Public reaction against the decision was strong. I’m letting my own personal opinion show through here, but this cavalier approach to eminent domain shows a tremendous disrespect by governments for its citizens and their property and livelihood, combined with a bit of economic elitism. This is exacerbated by the need for governmental agencies to obtain a valuation of the property that works within their limited tax dollars. All around it leads to private citizens losing their property for objectionable reasons and receiving compensation that’s often on the low end of its fair value. If a small business is involved, the compensation for moving that business to a new location is frequently inadequate.
In the first 5 years after Kelo, approximately 43 states passed some level of reform to curb at least the excesses of eminent domain unleashed by Supreme Court’s decision. Here in Ohio, the Ohio Supreme Court in 2006 issued its decision in City of Norwood v. Horney (110 Ohio St.3d 353) which essentially reversed the application of Kelo in the state of Ohio, and held that economic development, in and of itself, does not satisfy the public use requirement of the Ohio Constitution.
In 2007, Ohio’s legislature passed S.B. 7, which amended Ohio’s eminent domain law. S.B. 7 provided a comprehensive definition of ‘blight’ that narrowed its application and curbed some of the worst abuses of blight studies employed by some local governments.

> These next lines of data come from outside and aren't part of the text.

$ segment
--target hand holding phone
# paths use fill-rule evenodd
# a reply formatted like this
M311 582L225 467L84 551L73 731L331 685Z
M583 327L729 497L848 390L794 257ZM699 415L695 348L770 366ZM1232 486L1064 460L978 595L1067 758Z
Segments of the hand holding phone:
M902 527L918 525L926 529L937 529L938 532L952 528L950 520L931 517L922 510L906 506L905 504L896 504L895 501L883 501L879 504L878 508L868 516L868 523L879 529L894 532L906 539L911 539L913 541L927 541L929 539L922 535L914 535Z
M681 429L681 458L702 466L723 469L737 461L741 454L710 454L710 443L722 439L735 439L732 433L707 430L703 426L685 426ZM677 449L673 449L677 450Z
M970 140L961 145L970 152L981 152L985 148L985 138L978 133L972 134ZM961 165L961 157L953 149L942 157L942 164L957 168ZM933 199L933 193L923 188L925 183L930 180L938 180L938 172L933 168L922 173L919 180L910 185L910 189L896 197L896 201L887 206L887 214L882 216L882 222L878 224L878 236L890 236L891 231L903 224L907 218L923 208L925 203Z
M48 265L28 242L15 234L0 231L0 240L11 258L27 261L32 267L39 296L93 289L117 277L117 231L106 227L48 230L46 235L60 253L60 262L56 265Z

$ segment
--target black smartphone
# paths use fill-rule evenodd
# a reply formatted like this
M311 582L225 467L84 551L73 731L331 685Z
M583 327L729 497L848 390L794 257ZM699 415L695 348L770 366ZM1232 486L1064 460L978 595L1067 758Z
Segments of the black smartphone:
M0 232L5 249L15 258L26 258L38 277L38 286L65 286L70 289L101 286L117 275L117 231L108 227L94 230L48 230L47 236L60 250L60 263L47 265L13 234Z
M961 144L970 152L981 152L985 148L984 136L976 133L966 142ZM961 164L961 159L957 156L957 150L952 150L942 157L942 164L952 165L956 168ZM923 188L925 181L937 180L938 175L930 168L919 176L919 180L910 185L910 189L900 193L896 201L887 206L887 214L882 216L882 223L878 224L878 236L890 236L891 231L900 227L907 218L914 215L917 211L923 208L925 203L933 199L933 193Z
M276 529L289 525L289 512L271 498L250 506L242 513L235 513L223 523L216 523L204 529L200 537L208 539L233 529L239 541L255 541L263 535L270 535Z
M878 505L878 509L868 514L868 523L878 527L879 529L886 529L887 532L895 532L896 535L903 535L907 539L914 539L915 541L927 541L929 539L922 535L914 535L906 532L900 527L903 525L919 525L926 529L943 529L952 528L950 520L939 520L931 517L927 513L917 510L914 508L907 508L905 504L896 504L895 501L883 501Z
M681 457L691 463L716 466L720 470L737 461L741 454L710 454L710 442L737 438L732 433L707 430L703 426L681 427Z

S.B. 7 also put into place new pre-appropriation requirements and procedures for appropriation proceedings, and provided for additional compensation to landowners, along with provides for their costs and potentially attorney fee awards.
While many property rights groups and others feel that Ohio’s amendments to its eminent domain law were insufficient, these changes, when combined with the Norwood decision, constitute progress in the right direction.
As for the property taken by the City of New London, Connecticut as a result of the Kelo decision, what happened to it? The houses were torn down except for Ms. Kelo’s house, which was moved at private expense. The land remains vacant and undeveloped, occupied only by some feral cats. The original development plan that triggered the eminent domain action and lawsuit was poorly planned and feel apart. After 10 years, there is finally some development planned for the condemned property–a park is planned for the parcel that was Ms. Kelo’s house.